El pensamiento ideológico

  En la consolidación del pensamiento ideológico concurrieron el estado de naturaleza ontologizado de Rousseau, el fantasma de la máquina y la tabla rasa. La divulgación de estos tópicos como ideas-creencia y la destrucción del sentido común en su antigua acepción de sensus communis le deben todo a este modo de pensamiento, que pugna por imponer sus ideas como opinión común utilizando los mecanismos del Estado. Esperaban mejorar la sociedad por vía de consecuencia al ilustrar a los hombres las verdades de la ciencia.

El triunfo del estado de naturaleza

El mito del buen salvaje, la prueba del hombre natural sin ligaduras, daría nuevos frutos, después de pasar por Marx, Comte, Darwin, Freud, el conductismo… y finalmente, el nacionalsocialismo.

                  Con ocasión de la Revolución de mayo de 1968 se establece como objetivo liberar los instintos y los deseos para recuperar la felicidad natural —la revolución «sexual» es una de las ideas centrales—, estableciendo un estado de naturaleza a la altura de los tiempos, es decir, con las ventajas de la revolución industrial.

El ambientalismo

 El modo de pensamiento ideológico, saliendo de su estrecho ámbito pedagógico, extendió su radio de acción, insistiendo en que la causa principal de la «alienación» del hombre natural son los mecanismos o estructuras políticas y sociales. Y con el imperialismo de las ideologías mecanicistas empezó a difundirse la creencia en que la naturaleza humana es un producto de las circunstancias, entre ellas las que crea el artificialismo con sus convenciones. La naturaleza humana como una creación del ambiente, del milieu, tanto del físico como del histórico, social y político, por no hablar de la religión. De este modo, en el clima artificialista del contrato, confirmado y excitado por el éxito de la ciencia aplicada y la técnica, la Naturaleza vino a ser una materia prima.
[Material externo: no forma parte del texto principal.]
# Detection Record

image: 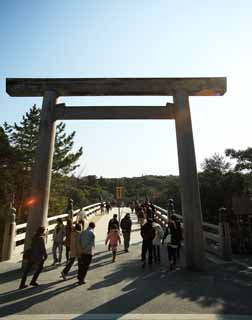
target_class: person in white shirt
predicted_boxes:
[152,220,164,263]
[76,209,88,230]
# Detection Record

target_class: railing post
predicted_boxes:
[219,208,232,261]
[2,207,16,261]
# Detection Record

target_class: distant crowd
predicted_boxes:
[19,201,182,289]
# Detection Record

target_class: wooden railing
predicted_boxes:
[2,202,101,260]
[155,205,231,260]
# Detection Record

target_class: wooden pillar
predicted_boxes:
[25,91,57,249]
[174,91,205,270]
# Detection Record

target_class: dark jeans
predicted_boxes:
[153,245,160,263]
[123,231,130,250]
[66,246,70,261]
[78,253,92,282]
[21,260,44,285]
[62,257,75,274]
[167,246,177,265]
[142,240,152,264]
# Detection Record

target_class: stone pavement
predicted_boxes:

                  La filosofía científica, cuya gran síntesis es la filosofía positivista de Comte, apuntará a la realización de su programa de dominar completamente la Naturaleza y cambiar la «naturaleza» de las cosas, incluida la humana, en el sentido del progreso. Pues, como el cerebro que produce el espíritu forma parte de la Naturaleza, el positivismo materialista considerará posible moldear la naturaleza humana.

La transición al biologicismo

  Según el modo de pensamiento ideológico asentado en la visión mecanicista del mundo (Hobbes, Newton, etc.), en la creencia en el poder del consentimiento (Hobbes) y en la tabla rasa (Locke), en la posibilidad de crear una voluntad y una mente colectiva (Rousseau), en la necesidad de la primacía de la razón pública en la sociedad industrial (Comte), en el historicismo radicalizado, etc., es posible cambiar el mundo del hombre modificando la conducta mediante una dirección racional de los mecanismos sociales adecuados (Kant). Según Comte, habría comenzado el estadio positivo, el definitivo de la historia de la humanidad, que transcurre por «el seguro sendero de la ciencia» mostrado por Kant, bajo la dirección del nuevo «pouvoir spirituel» científico.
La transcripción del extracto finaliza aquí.